In debut, Purdue/CME barometer finds uptick in ag economy

The newly created Ag Economy Barometer will provide a monthly gauge of the sentiment of large-scale farmers, who produce the bulk of U.S. food and fiber, say its sponsors, the Center for Commercial Agriculture at Purdue U and CME Group, which operates futures markets.

Some 400 large producers will be surveyed for the index with the Purdue center using its expertise “to measure producers’ expectations of key farm economy drivers such as farm profitability; farmland prices; capital expenditures; row crop, livestock and dairy prices; and seasonal drivers such as seed, fertilizer and feed ingredient prices,” says a Purdue release. In its debut, the barometer reported farmers were slightly more optimistic in April than in preceding months.

“It is important to keep the situation in perspective,” said David Widmar, lead researcher for the barometer, who described the index reading of 106 as an uptick in producer sentiment. “Overall, the general agricultural outlook is still difficult.” He said a strong majority of respondents said they expect “bad times” financially for the agricultural sector for the next year.
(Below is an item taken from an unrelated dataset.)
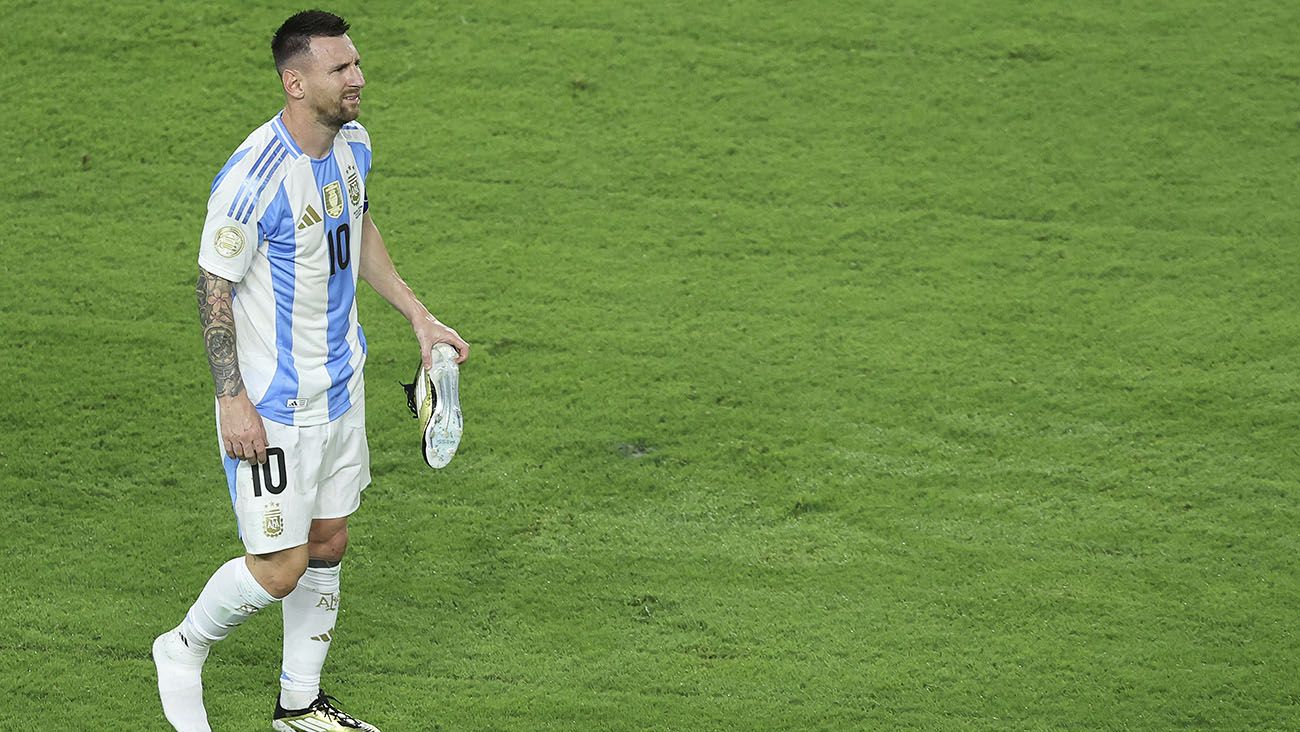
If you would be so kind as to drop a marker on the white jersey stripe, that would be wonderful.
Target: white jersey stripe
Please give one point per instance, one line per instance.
(300, 346)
A separate survey of “thought leaders” got the same result.

Purdue says the barometer will be the only monthly measure of the health of the agricultural economy that relies on farmers’ sentiments about current conditions and their expectations for the near future. It will be buttressed by a quarterly survey of 100 lenders, academics, consultants, commodity group and business leaders. There are other ongoing reports of the agricultural sector, including the quarterly Ag Finance Databook by the Kansas City Federal Reserve Bank, which is based on a survey of farm bankers, and Creighton University’s Rural Mainstreet Index, which is based on a survey of lenders in farm and energy-producing states.
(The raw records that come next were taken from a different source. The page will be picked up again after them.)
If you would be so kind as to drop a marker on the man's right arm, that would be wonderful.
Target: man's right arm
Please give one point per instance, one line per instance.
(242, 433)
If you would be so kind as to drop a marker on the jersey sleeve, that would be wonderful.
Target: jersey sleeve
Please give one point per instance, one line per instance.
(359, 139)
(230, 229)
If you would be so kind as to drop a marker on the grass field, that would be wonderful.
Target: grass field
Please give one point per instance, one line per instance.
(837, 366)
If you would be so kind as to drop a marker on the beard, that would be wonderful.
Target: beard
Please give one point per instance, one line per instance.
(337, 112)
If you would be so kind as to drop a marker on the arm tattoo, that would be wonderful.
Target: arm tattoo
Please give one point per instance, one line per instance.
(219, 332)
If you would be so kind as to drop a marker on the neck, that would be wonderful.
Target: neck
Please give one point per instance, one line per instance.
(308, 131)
The reference period for the barometer is the past fall and winter, a comparatively bleak time. Net farm income fell 38 percent during 2015 under the weight of lower crop and livestock prices. Following the end of a seven-year boom in 2013, commodity prices are forecast to run at lower levels for years to come. An upswing in futures prices and generally favorable weather during April “likely contributed to the improved sentiment,” said Purdue.